Answer: This isn't a real quiz. Keeping day job.
* * *
My friends at Campaign Monitor asked me a few weeks ago to share my best-performing newsletters for a feature they were planning.
Simple question, right? Let's pull on our hip waders and cast a line into the deep waters of the Analytics Pool for the most successful issues...!
Not so fast, Candy Heart.
I stared for too long at their question. That word: "best."
What's "best" actually mean in a newsletter context?
An obvious answer in Email Land is Opens and Clicks. But Email Land is now pocked with privacy-shaped landmines and tech tripwires that have made it trickier for Marketing to accurately measure these basics.
And anyway... are Opens and Clicks truly the goal?
No. Not always, anyway. Here's what I mean:
The obvious answer to the "Best" newsletters would be the holiday gift guide issues (from
2020 and
2021). They drove the most clicks and opens.
Subscribers love them. But it's not useful data for me because I'm not a catalog or gift company, am I?

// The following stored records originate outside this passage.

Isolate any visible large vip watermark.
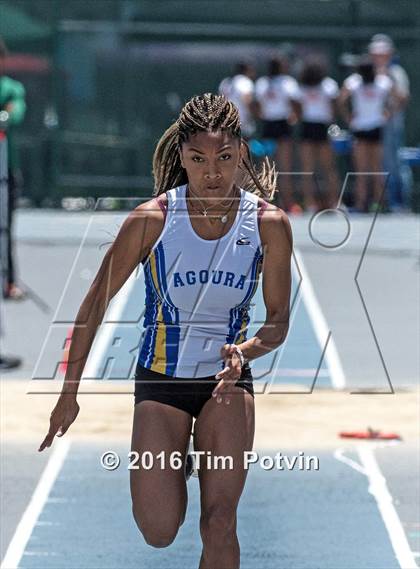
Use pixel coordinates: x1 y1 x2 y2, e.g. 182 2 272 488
31 172 394 394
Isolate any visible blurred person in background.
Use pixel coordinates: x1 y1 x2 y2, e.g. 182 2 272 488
219 62 256 140
339 55 393 212
0 295 22 372
0 38 26 300
255 56 302 214
368 34 411 211
299 57 340 212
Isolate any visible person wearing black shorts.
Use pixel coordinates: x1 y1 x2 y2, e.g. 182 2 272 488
39 93 292 569
255 56 302 214
339 55 394 212
298 57 339 212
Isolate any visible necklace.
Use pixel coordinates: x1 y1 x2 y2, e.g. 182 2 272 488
188 186 240 223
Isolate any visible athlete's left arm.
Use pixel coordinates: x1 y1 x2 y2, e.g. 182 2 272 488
230 205 293 366
249 205 293 359
213 204 293 401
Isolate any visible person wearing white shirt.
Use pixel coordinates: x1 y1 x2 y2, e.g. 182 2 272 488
255 57 302 213
219 63 255 140
299 58 340 212
340 56 393 212
368 34 412 211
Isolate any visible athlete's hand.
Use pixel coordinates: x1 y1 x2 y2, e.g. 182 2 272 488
212 344 242 405
38 394 80 452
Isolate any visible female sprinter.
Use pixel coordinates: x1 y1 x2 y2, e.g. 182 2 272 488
39 93 292 569
299 58 340 212
339 55 394 212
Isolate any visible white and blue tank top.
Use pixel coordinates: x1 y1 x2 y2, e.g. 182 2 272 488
138 185 263 378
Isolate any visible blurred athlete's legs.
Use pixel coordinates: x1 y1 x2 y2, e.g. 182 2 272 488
194 386 254 569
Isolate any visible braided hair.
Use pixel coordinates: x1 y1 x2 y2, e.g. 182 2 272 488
153 93 277 200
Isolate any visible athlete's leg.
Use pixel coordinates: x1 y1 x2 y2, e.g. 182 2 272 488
194 386 254 569
318 142 340 208
130 401 192 547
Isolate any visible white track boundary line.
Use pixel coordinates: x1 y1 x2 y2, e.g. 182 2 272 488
1 435 71 569
357 445 418 569
294 249 346 389
334 442 419 569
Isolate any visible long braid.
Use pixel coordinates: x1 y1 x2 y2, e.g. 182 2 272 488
153 93 277 200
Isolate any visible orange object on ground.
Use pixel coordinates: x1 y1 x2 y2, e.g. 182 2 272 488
339 427 401 441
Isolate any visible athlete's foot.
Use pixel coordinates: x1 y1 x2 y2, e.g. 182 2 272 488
185 454 194 480
285 203 303 215
369 202 382 213
6 283 27 300
0 356 22 371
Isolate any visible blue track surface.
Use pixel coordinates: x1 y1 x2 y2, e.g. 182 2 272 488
19 443 399 569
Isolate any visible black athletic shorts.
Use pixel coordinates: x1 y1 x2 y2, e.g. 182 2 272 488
134 363 254 418
301 121 328 142
353 127 383 142
261 120 292 140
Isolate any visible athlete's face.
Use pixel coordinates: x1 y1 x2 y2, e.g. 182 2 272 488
181 131 242 197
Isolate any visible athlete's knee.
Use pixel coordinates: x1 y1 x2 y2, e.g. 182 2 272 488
200 504 236 545
132 505 180 547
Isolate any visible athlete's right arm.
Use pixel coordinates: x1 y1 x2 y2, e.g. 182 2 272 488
38 199 164 451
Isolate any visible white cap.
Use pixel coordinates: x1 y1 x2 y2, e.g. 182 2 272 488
368 34 394 55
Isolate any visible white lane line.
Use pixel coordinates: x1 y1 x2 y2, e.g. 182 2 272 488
357 445 418 569
334 442 419 569
294 249 346 389
1 435 71 569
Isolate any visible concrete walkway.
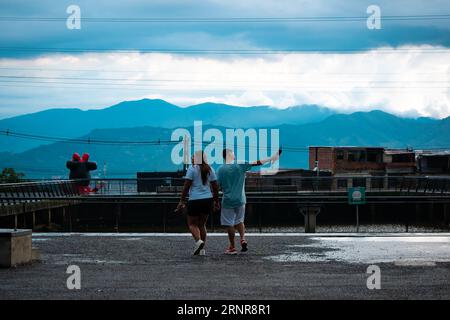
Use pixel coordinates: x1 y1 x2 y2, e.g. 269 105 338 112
0 234 450 299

So we're axing these on principle, even if they are the most "successful."
Back to "best" then? We need categories.
Welcome to the 2022 Oscars for Email Nominees, the Total Annarchy Special Broadcast!
I'll let you scan the list of nominees from the past year of this newsletter. Then let's look at what any newsletter publisher can learn from them.
* I made up this metric.
⭐
Newsletter of the Year: TA #80: TikTok with the Best Writing Advice
Not really a clear winner in any category, but solid overall in all categories. Isn't that often what gets rewarded at Awards Shows? And finally:
⭐ Actress of the Year: Lady Gaga (snubbed for House of Gucci, I'm nominating her now)
* * *
Why does my list of Oscar Noms matter to you?
We can take six clear lessons from the bunch of the "best" and apply them broadly across all email newsletters.
1) You can't let one metric mean success. An email newsletter is a relationship, not a single acronym. Patterns over time in several categories are more useful than any single specific metric.
2) Obvious value. Offer clear value to one person in your subject line. How to... might be sometimes dismissed as too basic. But How to still pulls. Although...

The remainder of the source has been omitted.